Durante los siguientes nueve años, Muray tomó una serie de imágenes de la vida de Kahlo, incluso después de que su romance terminara en 1941. Algunas, tomadas con un temporizador, capturan a los dos amantes pegados entre sí o rodeados de amigos. Otros se enfocan en los objetos, las criaturas y las experiencias que inspiraron a Kahlo y emergieron en sus pinturas. En Frida with Olmeca Figure (1939), ella sostiene una antigua estatuilla de piedra olmeca, similar a las figuras incrustadas en las composiciones de Autorretrato a lo largo de la frontera entre México y los Estados Unidos (1932) y Cuatro habitantes de México (1938).

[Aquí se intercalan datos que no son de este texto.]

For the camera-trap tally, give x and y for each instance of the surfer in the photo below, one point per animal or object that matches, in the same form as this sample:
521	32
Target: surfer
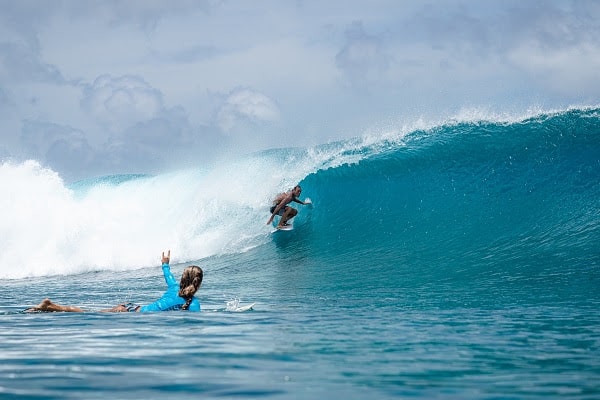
280	206
179	296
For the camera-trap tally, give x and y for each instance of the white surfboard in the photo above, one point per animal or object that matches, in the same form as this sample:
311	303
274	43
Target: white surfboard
244	308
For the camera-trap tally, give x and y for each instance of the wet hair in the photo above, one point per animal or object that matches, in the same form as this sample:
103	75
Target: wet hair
191	278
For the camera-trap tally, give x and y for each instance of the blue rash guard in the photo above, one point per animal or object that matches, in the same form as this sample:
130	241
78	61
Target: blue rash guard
170	299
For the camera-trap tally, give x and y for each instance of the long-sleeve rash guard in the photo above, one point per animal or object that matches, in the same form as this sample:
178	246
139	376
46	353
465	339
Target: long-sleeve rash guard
170	299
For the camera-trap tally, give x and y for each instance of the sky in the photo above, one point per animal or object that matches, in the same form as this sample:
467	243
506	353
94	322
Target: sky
99	87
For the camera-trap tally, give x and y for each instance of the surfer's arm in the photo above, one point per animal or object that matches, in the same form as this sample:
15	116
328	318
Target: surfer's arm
297	200
169	278
285	200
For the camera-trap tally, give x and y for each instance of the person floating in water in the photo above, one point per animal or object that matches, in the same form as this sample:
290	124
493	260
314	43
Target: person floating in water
280	206
179	296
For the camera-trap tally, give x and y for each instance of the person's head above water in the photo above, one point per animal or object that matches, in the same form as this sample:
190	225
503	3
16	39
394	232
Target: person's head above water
191	278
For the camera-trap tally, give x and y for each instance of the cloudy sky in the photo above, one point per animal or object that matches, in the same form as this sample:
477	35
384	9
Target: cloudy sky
95	87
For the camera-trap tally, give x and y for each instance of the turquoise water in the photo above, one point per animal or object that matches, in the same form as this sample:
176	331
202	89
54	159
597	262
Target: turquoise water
459	260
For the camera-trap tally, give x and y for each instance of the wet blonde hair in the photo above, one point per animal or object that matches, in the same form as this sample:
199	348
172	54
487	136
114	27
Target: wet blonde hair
191	278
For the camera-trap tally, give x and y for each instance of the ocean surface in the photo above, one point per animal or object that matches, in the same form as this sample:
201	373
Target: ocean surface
445	260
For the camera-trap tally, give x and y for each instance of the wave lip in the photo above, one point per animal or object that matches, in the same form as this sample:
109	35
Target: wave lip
460	188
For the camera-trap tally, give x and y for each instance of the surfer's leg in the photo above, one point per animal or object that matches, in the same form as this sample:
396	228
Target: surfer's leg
48	306
290	213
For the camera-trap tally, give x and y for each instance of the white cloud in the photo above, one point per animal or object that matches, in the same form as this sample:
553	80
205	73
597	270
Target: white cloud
119	102
246	105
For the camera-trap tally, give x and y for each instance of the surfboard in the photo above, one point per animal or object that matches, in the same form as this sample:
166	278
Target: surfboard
244	308
288	227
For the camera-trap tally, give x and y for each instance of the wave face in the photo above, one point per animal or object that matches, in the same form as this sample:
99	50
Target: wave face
517	199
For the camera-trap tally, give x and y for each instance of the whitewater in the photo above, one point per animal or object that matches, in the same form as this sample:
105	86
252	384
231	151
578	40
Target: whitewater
453	259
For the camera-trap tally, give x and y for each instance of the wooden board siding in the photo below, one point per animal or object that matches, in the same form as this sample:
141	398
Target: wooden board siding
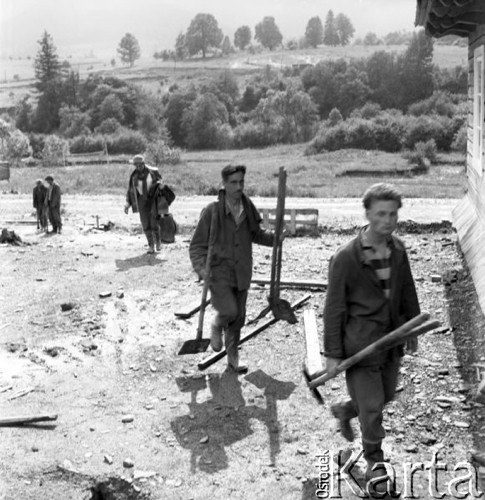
469	214
470	227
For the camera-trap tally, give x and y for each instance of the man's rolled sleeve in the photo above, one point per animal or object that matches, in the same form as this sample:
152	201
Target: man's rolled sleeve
199	244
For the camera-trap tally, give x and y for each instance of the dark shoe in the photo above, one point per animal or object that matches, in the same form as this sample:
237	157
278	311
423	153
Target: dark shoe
240	368
340	413
382	488
216	336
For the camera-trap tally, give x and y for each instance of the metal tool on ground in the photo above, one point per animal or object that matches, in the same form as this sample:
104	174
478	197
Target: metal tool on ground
414	327
189	314
29	419
280	308
219	355
313	362
199	344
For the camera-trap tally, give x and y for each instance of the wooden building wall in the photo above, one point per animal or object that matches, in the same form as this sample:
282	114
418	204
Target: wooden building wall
469	214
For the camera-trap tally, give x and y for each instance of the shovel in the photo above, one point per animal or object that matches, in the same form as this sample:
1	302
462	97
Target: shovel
200	344
280	308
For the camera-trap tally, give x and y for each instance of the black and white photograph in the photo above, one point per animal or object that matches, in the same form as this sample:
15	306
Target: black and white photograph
242	249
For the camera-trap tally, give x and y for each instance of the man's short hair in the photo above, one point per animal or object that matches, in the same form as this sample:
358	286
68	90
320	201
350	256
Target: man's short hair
232	169
137	159
381	192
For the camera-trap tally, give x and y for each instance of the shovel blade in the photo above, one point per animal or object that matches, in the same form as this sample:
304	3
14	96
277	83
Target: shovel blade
194	346
282	310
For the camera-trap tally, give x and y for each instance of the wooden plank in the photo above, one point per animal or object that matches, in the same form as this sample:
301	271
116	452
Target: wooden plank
313	357
293	283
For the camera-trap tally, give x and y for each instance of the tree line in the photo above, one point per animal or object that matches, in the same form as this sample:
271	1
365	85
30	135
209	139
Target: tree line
327	103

Las fotos de Muray son muy íntimas al documentar las luchas físicas de Kahlo (soportó casi 40 operaciones a lo largo de su vida). En 1940, la visitó en el hospital donde se sometió a una cirugía de fusión espinal. Frida en la tracción enmarca la cara dolorida pero aún resistente del pintor, sujeta por vendas que se sujetan precariamente con alfileres de seguridad.
Frida en la azotea, Nueva York
Nickolas Muray Frida en la azotea, Nueva York , 1946 Matthew Liu Bellas Artes
Arbol de la Esperanza
Frida Kahlo Arbol de la Esperanza , 1946 MCA Chicago
“Desearía tener magia en mis manos, te recogería y te llevaría por encima de las nubes al sol y conversaría con el tipo que supuestamente creó … el cactus y el mundo alrededor, los cerditos y Diego. y tú, y yo, y Miguel “, le escribió Muray a ella antes, en 1939.” Tal vez él me contaría el secreto [de] cómo hacerte bien de nuevo para que pudieras cantar, y sonreír, amar y volver a jugar como yo. Te he visto antes en el sol brillante o en la noche oscura “.
En uno de los últimos retratos de Kahlo realizados por Muray, tomados en 1946 en su azotea de Manhattan, sus arcos azules se destacan contra el cielo y su brillante huipil rojo pone en evidencia el horizonte marrón grisáceo de Nueva York. Cuando una sonrisa se extiende por su rostro, mira a Muray con afecto y triunfo.
“Para mí, la fotografía no solo ha sido una profesión, sino también un contacto entre las personas”, dijo Muray una vez. “Para comprender la naturaleza humana y registrar, si es posible, lo mejor de cada individuo”. En Kahlo, encontró su tema ideal: alguien que no teme estar sin miedo frente a su cámara.
Alexxa Gotthardt es una escritora colaboradora de Artsy.
El fotógrafo Nickolas Muray fue famoso por sus retratos de bellezas de Hollywood, sus fabulosas habilidades de esgrima y su romance con la artista Frida Kahlo. Nacido en Szeged, Hungría, el 15 de febrero de 1892, Nickolas Muray se mudó a los Estados Unidos en 1913. Como fotógrafo, fue aclamado por sus retratos de celebridades, así como por las imágenes que creó para publicidades de alta gama y revistas. Muray también era un esgrimista olímpico, y se llevó una medalla de bronce en 1932. Estuvo involucrado románticamente con la artista mexicana Frida Kahlo durante muchos años.